Aside from being so well said, what a beautiful way to end, especially "circumstances then didn't offer options"... and the part about it not being fair to judge. Perhaps the reason I have no regrets is because, as I've often said here and to myself, given the same circumstances and what I felt, what I thought I knew and what I yearned for at the time, I wouldn't have done anything differently. Put another way, we played the hands we were dealt as best we could, "best" being the key word because we were all good people of kindness and integrity.

Rawat not so much... spilling water for others to lap-up and so on in even more damaging, demeaning and abusive ways. (As Valerio said in the Team Trainings, "That's not a judgement, it's an observation of fact.")

I really do hope you find a way to compile it all in a memoir. Published or not, it's what great books, movies and vicarious thrills are made of. There's more than a few scenes I can't wait to see on the big screen. Yung T. Pyon... "At the back of the plane in the window seat, there was Frankenstein fiddling about with a silver flute, and I think there may have been a tear running down his face." 

And I'm barely scratching the surface.


Re: Influences before Rawat to go
Posted by: 13
Post title: Re: Influences before Rawat to go
Date: 10/03/2025, 11:02:08
Original URL: Click here (However, the link may be stale.)
Thank you for your kind responses each of you.

I have a cold and a mild fever, and these thoughts have been rattling round in my head when I should have been asleep. I wondered whether to post such a long screed, but figured, well, you're adults and you can ignore it or stop reading whenever you like.

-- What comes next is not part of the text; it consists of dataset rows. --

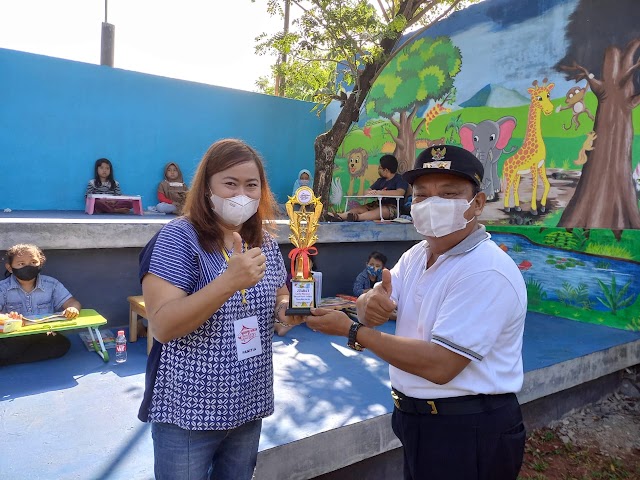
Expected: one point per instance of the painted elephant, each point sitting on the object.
(486, 141)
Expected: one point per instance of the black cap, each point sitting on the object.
(446, 159)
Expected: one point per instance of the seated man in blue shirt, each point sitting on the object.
(26, 292)
(390, 183)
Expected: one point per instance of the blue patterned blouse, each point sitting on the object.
(200, 384)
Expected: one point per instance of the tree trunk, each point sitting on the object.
(605, 195)
(327, 144)
(405, 150)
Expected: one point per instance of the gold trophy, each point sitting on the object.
(303, 224)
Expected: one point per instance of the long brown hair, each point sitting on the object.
(222, 155)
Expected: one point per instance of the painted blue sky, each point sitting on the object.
(507, 43)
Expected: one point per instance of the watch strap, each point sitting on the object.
(353, 334)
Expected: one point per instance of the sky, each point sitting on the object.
(207, 41)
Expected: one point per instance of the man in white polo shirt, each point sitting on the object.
(456, 357)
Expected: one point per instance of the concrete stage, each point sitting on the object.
(75, 417)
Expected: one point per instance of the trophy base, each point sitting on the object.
(302, 312)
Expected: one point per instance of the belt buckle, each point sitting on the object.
(396, 399)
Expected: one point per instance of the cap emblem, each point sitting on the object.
(446, 165)
(438, 153)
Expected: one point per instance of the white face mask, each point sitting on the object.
(235, 210)
(437, 216)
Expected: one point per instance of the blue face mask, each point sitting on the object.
(373, 271)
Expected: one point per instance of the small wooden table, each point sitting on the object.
(88, 318)
(90, 202)
(379, 197)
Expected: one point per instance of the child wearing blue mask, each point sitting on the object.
(371, 274)
(27, 292)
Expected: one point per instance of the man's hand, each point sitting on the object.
(245, 269)
(331, 322)
(377, 303)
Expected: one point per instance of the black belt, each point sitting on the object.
(466, 405)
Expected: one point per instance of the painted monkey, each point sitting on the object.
(575, 101)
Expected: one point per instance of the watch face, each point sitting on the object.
(304, 195)
(353, 333)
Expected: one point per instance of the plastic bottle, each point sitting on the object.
(121, 347)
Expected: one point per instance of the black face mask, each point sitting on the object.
(27, 273)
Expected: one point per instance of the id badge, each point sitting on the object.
(247, 334)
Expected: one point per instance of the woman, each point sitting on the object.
(213, 283)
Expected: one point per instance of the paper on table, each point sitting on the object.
(44, 318)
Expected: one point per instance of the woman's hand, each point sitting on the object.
(331, 322)
(71, 312)
(245, 269)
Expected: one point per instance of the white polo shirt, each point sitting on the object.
(472, 301)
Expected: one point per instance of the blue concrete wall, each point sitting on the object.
(57, 117)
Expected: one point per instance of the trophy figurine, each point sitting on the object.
(303, 224)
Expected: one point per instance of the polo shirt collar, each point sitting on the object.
(14, 283)
(474, 239)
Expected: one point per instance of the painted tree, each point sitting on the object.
(604, 50)
(421, 72)
(358, 38)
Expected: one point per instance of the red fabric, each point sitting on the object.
(164, 199)
(304, 253)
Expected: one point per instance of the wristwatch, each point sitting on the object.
(353, 333)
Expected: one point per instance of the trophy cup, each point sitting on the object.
(303, 224)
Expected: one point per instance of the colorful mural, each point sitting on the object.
(549, 106)
(549, 154)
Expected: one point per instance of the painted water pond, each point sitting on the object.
(572, 278)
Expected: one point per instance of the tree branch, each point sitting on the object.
(596, 85)
(421, 13)
(384, 11)
(629, 54)
(630, 51)
(423, 29)
(393, 137)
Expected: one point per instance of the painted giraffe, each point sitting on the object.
(530, 157)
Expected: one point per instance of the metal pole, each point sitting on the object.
(280, 80)
(107, 40)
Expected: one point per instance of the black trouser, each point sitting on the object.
(32, 348)
(484, 445)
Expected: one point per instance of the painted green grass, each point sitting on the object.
(625, 319)
(601, 241)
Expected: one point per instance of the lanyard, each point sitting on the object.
(243, 292)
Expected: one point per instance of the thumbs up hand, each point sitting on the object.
(245, 269)
(378, 305)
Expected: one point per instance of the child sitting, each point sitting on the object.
(26, 292)
(104, 183)
(389, 184)
(371, 274)
(172, 191)
(304, 180)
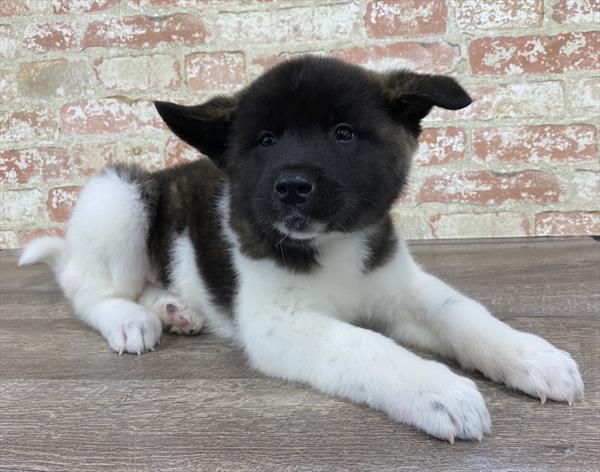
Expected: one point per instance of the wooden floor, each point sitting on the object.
(67, 403)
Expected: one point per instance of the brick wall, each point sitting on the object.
(78, 78)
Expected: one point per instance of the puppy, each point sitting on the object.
(283, 242)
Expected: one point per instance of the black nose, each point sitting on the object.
(294, 189)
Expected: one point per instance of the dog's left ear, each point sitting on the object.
(206, 126)
(411, 96)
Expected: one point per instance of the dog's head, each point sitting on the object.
(315, 145)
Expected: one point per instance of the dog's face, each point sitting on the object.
(315, 145)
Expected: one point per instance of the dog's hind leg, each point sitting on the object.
(173, 313)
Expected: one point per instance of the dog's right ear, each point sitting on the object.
(206, 126)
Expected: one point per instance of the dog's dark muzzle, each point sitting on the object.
(294, 189)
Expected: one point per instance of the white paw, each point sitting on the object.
(181, 319)
(538, 368)
(134, 332)
(448, 406)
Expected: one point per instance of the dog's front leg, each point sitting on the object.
(364, 366)
(427, 313)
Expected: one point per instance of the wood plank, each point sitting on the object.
(68, 403)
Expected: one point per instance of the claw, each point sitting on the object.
(172, 308)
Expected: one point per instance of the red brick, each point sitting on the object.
(21, 207)
(576, 11)
(14, 8)
(277, 26)
(514, 100)
(498, 14)
(89, 158)
(61, 201)
(263, 63)
(147, 154)
(218, 71)
(47, 37)
(479, 225)
(440, 146)
(432, 58)
(82, 6)
(9, 46)
(24, 125)
(584, 94)
(535, 54)
(28, 235)
(8, 89)
(489, 188)
(405, 18)
(108, 115)
(55, 78)
(140, 32)
(177, 152)
(23, 7)
(34, 165)
(568, 223)
(540, 143)
(9, 240)
(140, 73)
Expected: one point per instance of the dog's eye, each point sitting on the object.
(266, 139)
(344, 133)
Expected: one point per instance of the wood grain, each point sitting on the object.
(68, 403)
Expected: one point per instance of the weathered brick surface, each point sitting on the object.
(106, 116)
(78, 78)
(436, 58)
(61, 201)
(178, 152)
(440, 146)
(29, 234)
(568, 223)
(576, 11)
(34, 165)
(29, 124)
(141, 32)
(53, 79)
(498, 14)
(535, 54)
(584, 94)
(513, 100)
(21, 207)
(385, 18)
(9, 44)
(221, 71)
(293, 25)
(82, 6)
(535, 144)
(484, 225)
(490, 189)
(139, 73)
(48, 37)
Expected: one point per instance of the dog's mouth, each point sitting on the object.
(299, 227)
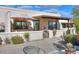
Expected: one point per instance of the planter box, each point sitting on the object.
(77, 40)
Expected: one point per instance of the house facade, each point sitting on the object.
(18, 20)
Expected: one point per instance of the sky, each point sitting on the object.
(64, 10)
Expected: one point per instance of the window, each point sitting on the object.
(65, 25)
(52, 25)
(36, 24)
(20, 25)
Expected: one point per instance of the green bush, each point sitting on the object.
(70, 38)
(54, 32)
(17, 39)
(26, 35)
(7, 41)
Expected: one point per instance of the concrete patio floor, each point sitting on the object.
(46, 44)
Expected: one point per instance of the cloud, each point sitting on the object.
(51, 10)
(24, 7)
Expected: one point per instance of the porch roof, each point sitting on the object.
(52, 17)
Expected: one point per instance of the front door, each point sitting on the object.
(36, 24)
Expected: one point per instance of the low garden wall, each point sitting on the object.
(33, 35)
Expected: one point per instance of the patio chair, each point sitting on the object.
(33, 50)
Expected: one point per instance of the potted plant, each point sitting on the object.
(54, 32)
(0, 41)
(70, 49)
(26, 36)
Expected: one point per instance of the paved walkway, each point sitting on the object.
(46, 44)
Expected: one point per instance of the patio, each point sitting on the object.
(46, 44)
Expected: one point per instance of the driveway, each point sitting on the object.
(48, 45)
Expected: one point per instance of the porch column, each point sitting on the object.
(7, 22)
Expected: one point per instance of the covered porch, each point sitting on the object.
(36, 23)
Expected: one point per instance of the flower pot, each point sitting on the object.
(77, 40)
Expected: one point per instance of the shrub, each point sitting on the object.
(26, 35)
(67, 38)
(68, 31)
(17, 39)
(0, 41)
(7, 41)
(70, 38)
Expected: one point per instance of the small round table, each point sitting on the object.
(60, 52)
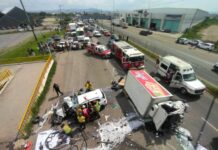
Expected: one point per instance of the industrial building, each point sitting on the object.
(12, 18)
(165, 19)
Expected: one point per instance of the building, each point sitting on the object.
(165, 19)
(12, 18)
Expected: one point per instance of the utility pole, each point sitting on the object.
(28, 19)
(205, 122)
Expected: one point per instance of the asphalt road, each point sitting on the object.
(199, 107)
(13, 39)
(201, 60)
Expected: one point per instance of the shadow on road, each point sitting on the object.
(214, 144)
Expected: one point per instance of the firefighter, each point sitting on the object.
(82, 121)
(88, 86)
(67, 129)
(57, 89)
(97, 108)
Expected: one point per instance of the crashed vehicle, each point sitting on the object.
(70, 103)
(100, 50)
(153, 102)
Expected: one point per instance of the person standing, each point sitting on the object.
(88, 86)
(57, 89)
(82, 120)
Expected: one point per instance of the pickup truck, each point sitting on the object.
(100, 50)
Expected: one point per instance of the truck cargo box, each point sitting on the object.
(144, 91)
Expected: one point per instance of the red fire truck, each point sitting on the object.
(129, 56)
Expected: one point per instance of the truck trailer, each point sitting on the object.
(152, 101)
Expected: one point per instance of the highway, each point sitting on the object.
(199, 107)
(201, 60)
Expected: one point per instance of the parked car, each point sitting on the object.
(56, 38)
(184, 41)
(107, 33)
(215, 67)
(206, 46)
(61, 46)
(145, 32)
(114, 37)
(194, 42)
(96, 34)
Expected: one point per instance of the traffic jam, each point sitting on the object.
(87, 109)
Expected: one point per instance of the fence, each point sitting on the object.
(33, 97)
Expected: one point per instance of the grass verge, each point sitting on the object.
(23, 59)
(20, 50)
(36, 106)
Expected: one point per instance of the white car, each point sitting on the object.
(184, 41)
(75, 101)
(96, 34)
(206, 46)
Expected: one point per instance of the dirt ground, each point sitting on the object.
(210, 33)
(15, 97)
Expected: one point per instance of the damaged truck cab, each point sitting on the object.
(152, 101)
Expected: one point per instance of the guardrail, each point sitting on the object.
(33, 98)
(5, 76)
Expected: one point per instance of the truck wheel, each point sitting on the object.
(183, 91)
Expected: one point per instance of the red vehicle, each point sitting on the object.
(107, 33)
(100, 50)
(129, 56)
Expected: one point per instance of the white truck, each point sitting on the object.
(120, 22)
(180, 75)
(152, 101)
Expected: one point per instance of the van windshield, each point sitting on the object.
(189, 77)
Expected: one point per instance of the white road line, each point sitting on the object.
(212, 126)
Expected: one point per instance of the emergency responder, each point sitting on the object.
(57, 89)
(67, 129)
(82, 120)
(97, 108)
(86, 113)
(88, 86)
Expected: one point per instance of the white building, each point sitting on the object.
(173, 19)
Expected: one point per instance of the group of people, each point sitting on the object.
(82, 115)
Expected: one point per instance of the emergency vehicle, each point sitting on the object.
(100, 50)
(129, 56)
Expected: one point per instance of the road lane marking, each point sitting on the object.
(212, 126)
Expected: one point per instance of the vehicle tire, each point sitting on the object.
(183, 91)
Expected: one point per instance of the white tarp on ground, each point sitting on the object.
(113, 133)
(42, 136)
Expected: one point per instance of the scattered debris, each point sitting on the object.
(114, 133)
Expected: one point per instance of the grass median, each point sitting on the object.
(19, 53)
(35, 108)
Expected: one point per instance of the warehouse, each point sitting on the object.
(12, 18)
(165, 19)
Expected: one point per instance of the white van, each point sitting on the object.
(181, 75)
(75, 101)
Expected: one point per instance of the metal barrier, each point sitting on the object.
(33, 98)
(5, 76)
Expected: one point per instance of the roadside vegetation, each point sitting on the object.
(194, 32)
(19, 53)
(36, 106)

I've been dwelling on the fact that those kinds of events were a part of their time, maybe even cult involvement in that way. Cos these days, there'd never be a need to send cash in the post, go and find a call box with the correct change and try to time it right for when someone might be next to the phone tethered to the wall. No need to actually go to an airport to find the price of flight and so on. 

I'm 68. What I wrote is in some part a historical memoire. Well, kids, it was before the internet. Before texts. Before instant transfers at the bank. And before you could very easily do some research about an individual making outlandish claims. Yeah, we did have wheels, and trucks... oh never mind.